New interpretation boards unveiled on Southwick Recreation Ground, telling its history and honouring crew of crashed Valiant bomber

Information boards telling the history of Southwick Recreation Ground and the tragedy of a Valiant bomber crash have been unveiled.

The two interpretation boards were funded by the Southwick Society and members gathered at the recreation ground to officially launch them on Saturday.

The boards were unveiled by Adur district councillor Jim Funnell and John Young, who lived in Croft Avenue when the Valiant crashed.

Southwick Society chairman Mary Candy, who designed the boards, said: "We are delighted to complete this project, which we hope will inform people of the history of the recreation ground and also the remarkable event of May 1956.

"We would particularly like to thank councillor Emma Evans and Adur District Council for their support. The boards were funded by the Southwick Society, who have also published two books about the Valiant crash."

The society previously funded two interpretation boards on Southwick Green and one on the site of Southwick Roman Villa.

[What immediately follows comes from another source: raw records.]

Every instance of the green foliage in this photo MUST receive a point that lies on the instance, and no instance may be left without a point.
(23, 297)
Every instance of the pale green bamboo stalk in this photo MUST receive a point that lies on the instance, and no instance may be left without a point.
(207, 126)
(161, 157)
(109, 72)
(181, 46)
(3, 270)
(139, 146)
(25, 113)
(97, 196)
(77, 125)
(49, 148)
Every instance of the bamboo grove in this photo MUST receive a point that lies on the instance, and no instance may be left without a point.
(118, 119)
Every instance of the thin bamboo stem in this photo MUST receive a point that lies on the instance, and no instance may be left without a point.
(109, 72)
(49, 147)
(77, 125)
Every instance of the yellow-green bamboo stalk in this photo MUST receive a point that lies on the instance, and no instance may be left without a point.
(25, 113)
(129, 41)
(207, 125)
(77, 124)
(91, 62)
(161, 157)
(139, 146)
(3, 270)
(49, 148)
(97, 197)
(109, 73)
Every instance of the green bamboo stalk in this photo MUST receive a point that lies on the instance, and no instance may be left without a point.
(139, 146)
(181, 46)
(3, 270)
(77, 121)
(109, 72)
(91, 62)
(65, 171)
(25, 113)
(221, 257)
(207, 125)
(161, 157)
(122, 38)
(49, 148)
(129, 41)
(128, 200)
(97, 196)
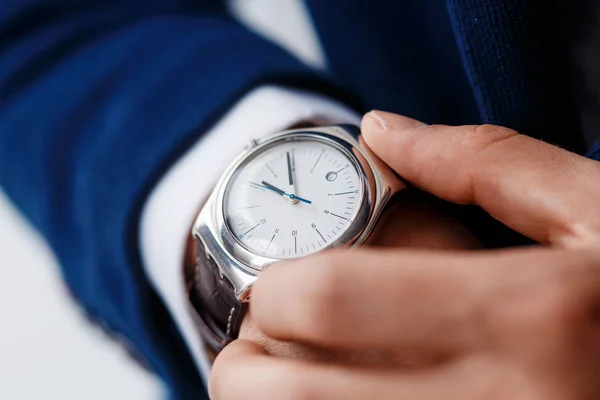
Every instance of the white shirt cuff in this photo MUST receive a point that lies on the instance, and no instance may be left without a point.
(172, 206)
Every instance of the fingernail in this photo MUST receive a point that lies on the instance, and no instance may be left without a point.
(379, 120)
(386, 121)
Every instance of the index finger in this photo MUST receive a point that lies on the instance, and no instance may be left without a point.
(540, 190)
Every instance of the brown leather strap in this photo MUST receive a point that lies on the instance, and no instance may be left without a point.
(213, 297)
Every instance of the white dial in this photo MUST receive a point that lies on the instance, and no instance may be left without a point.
(293, 199)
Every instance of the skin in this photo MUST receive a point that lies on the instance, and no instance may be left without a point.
(505, 324)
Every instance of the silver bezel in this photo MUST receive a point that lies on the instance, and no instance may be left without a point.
(239, 264)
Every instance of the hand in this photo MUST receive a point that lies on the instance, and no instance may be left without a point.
(511, 324)
(291, 196)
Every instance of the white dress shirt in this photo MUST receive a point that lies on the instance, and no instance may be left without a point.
(172, 206)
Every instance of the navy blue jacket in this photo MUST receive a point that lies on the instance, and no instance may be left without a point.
(99, 97)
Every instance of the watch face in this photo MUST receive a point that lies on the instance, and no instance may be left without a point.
(293, 198)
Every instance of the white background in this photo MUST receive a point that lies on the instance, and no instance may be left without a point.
(48, 350)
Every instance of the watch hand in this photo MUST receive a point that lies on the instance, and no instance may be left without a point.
(294, 197)
(291, 196)
(290, 174)
(267, 185)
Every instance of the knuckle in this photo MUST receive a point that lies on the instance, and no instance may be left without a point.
(481, 137)
(293, 387)
(324, 296)
(555, 317)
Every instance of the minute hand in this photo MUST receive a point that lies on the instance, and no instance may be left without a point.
(292, 196)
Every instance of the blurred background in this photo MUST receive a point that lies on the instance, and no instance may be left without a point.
(48, 350)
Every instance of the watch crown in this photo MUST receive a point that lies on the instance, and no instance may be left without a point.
(252, 144)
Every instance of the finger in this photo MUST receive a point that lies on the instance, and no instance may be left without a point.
(370, 299)
(540, 190)
(421, 221)
(242, 371)
(414, 301)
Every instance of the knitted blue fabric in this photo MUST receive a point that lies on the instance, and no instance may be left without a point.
(98, 98)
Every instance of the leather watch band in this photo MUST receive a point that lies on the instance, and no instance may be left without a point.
(212, 295)
(213, 298)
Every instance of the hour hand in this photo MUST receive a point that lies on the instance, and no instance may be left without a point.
(267, 185)
(293, 198)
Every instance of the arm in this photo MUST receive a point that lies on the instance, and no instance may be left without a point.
(96, 102)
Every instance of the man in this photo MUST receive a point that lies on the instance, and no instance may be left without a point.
(101, 100)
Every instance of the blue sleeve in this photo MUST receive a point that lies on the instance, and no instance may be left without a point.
(97, 98)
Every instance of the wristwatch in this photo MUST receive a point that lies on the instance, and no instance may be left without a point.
(288, 195)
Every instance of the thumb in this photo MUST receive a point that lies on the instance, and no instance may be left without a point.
(540, 190)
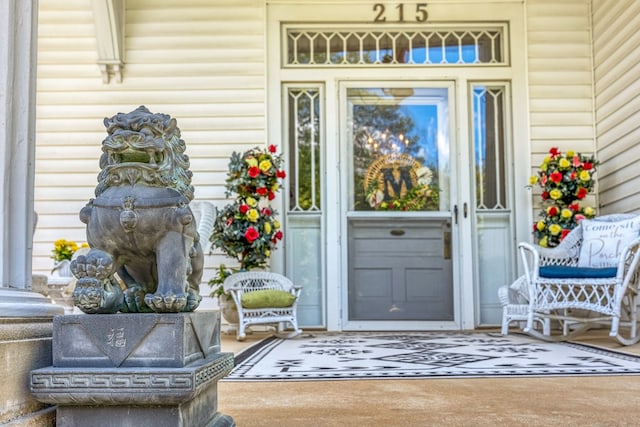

The two books about the Valiant Crash are Southwick’s Miraculous Escape by Mary Candy and Those Valiant Men by John Young. Further information can be found at

One of the new boards details the interesting history of the recreation ground, from its ownership by Reigate Priory before the reformation through the centuries as part of Eastbrook Farm to its current use as a recreation ground.

From 1909 until 1914, Walter Winans, an American sportsman, leased the land to construct a trotting track for racing horse drawn buggies. Some of the embankments of the trotting track can still be seen.

In 1930, Southwick Urban District Council purchased the land to create a recreation ground, which was officially opened on June 18, 1932. There was a bowling green, bandstand, football fields, hockey pitches, tennis courts, a children’s playground, and an enclosed pitch for Southwick Football Club. A croquet lawn was added later.

In 1935, the council also bought Eastbrook barn and farmyard, situated just north of Southwick Football Club. The barn was demolished before Southwick Leisure Centre was opened on April 26, 1973. In 1990, Adur Indoor Bowling Club was opened.

The second board remembers the crash, in May 1956, of a Valiant bomber. The plane was flying east along the coast towards Southwick when it lost all power.

It hit the railway embankment just south of Croft Avenue, then exploded and disintegrated, with the burned wreckage flung almost half a mile from the point of impact.

Most of the wreckage came to rest along the railway embankment and on Southwick Recreation Ground but there was also considerable damage to nearby houses.

Some wreckage landed in the playground of Manor Hall Road School, now Eastbrook Primary Academy. The co-pilot managed to eject from the plane but the other crew members were killed. Amazingly, no-one on the ground was seriously injured.

The Southwick Society has placed the interpretation board in memory of those crew who lost their lives in the accident. There were four people on board the plane, pilot Squadron Leader Kenneth Orman, co-pilot Flight Lieutenant Colin Donald Preece, navigator Flight Lieutenant Kenneth Ernest Philip Evans and Ministry of Supply technician Alan Reginald Knight.